BBC reports that the five crew members were inside the lifeboat when it became detached from the fifth deck during a safety drill and fell 10 meters into the water below. Two of the injured suffered life-threatening injuries, BBC reported.

Harmony of the Seas is the world’s biggest cruise ship at more than 227,000 gross tons. The ship has capacity to carry 5,479 guests and is home to about 2,100 crew.

The cruise ship was delivered in May following 32 months of construction at the STX France shipyard in Saint Nazaire, France.

“We’re keeping our colleagues & their families in our thoughts & prayers,” Royal Caribbean said in a statement posted to Twitter.

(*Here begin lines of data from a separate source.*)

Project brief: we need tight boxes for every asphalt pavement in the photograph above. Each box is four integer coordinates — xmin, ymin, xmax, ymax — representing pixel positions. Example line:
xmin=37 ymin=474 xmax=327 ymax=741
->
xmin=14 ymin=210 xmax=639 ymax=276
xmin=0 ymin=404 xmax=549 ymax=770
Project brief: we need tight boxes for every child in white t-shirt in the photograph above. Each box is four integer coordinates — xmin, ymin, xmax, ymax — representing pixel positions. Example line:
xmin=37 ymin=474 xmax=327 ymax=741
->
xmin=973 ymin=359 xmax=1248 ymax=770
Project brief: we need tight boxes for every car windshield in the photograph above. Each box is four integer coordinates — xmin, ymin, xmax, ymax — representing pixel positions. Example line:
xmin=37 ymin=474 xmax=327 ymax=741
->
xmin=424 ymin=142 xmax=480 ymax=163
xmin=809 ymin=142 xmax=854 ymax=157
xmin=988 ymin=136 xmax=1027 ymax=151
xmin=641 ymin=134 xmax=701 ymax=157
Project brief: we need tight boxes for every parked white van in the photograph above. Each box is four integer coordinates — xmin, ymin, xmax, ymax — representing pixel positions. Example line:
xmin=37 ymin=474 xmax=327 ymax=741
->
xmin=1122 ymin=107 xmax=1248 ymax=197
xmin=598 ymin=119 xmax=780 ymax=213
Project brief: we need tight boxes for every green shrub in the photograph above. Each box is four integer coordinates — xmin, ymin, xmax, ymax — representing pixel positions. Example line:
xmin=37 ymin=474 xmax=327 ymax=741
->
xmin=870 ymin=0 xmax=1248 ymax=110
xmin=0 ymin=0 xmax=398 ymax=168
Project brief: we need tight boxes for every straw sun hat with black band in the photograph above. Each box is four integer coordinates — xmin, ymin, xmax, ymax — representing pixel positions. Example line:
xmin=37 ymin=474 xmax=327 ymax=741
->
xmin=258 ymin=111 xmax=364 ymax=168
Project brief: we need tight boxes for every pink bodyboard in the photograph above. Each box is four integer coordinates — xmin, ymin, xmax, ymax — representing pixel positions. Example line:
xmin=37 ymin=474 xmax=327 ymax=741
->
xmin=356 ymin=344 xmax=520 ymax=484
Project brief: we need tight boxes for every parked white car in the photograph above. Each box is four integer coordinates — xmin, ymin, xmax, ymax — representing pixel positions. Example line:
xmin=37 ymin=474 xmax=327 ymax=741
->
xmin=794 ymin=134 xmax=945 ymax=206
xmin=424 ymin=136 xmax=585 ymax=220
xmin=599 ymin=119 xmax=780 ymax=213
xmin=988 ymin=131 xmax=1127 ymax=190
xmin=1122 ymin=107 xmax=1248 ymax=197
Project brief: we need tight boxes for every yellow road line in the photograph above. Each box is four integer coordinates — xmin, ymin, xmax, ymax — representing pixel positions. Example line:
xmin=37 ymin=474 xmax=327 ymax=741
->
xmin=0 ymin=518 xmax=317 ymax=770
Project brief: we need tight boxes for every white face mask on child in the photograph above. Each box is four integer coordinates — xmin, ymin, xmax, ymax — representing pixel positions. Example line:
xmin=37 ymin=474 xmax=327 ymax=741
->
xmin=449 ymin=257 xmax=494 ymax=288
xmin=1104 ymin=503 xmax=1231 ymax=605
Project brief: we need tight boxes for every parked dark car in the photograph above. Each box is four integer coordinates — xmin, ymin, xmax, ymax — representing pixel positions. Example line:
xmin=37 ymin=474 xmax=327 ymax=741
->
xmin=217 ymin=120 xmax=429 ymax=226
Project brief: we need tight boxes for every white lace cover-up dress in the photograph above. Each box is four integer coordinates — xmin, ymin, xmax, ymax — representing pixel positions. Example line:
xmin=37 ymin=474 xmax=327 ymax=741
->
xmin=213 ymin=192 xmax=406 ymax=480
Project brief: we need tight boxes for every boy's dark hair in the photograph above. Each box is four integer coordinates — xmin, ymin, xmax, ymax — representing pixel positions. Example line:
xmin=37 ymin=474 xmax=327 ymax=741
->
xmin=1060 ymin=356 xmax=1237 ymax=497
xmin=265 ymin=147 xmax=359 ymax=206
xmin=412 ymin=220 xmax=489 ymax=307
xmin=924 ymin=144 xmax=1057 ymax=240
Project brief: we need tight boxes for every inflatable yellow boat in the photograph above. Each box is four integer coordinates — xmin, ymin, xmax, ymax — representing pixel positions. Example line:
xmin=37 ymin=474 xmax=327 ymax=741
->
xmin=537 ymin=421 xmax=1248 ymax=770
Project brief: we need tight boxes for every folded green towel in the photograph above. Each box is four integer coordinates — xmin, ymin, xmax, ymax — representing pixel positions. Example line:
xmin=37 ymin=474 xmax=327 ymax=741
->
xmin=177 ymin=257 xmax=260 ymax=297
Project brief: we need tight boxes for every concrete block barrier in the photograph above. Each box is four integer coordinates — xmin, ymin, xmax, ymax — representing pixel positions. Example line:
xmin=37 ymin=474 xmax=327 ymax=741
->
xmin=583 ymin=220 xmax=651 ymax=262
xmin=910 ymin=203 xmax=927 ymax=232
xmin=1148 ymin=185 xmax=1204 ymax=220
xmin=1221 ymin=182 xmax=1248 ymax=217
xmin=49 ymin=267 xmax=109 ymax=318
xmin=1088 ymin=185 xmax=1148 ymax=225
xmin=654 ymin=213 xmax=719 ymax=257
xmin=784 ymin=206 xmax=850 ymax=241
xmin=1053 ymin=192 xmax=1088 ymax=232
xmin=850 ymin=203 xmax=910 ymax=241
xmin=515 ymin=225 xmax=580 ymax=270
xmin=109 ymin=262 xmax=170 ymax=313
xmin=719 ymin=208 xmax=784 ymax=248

The incident is the latest accident to occur during lifeboat safety drills on board cruise ships. In July, one crew member was killed and three others were injured aboard the Norwegian Breakaway were injured during a rescue boat drill in Bermuda. In 2013, five crew members died and three were injured during a drill aboard the cruise ship Thomson Majesty in the Canary Islands.

Accidents such as these have prompted the Cruise Lines International Association, the largest trade organization serving the international cruise industry, to adopt a policy requiring that “the loading of lifeboats for training purposes is to be performed only while the boat is waterborne and the boat should be lowered and raised with only the lifeboat crew onboard.”

The policy calls for at least one lifeboat on each ship to be filled with crew members equal in number to its certified number of occupants at least every six months for ships with more than 300 crew members.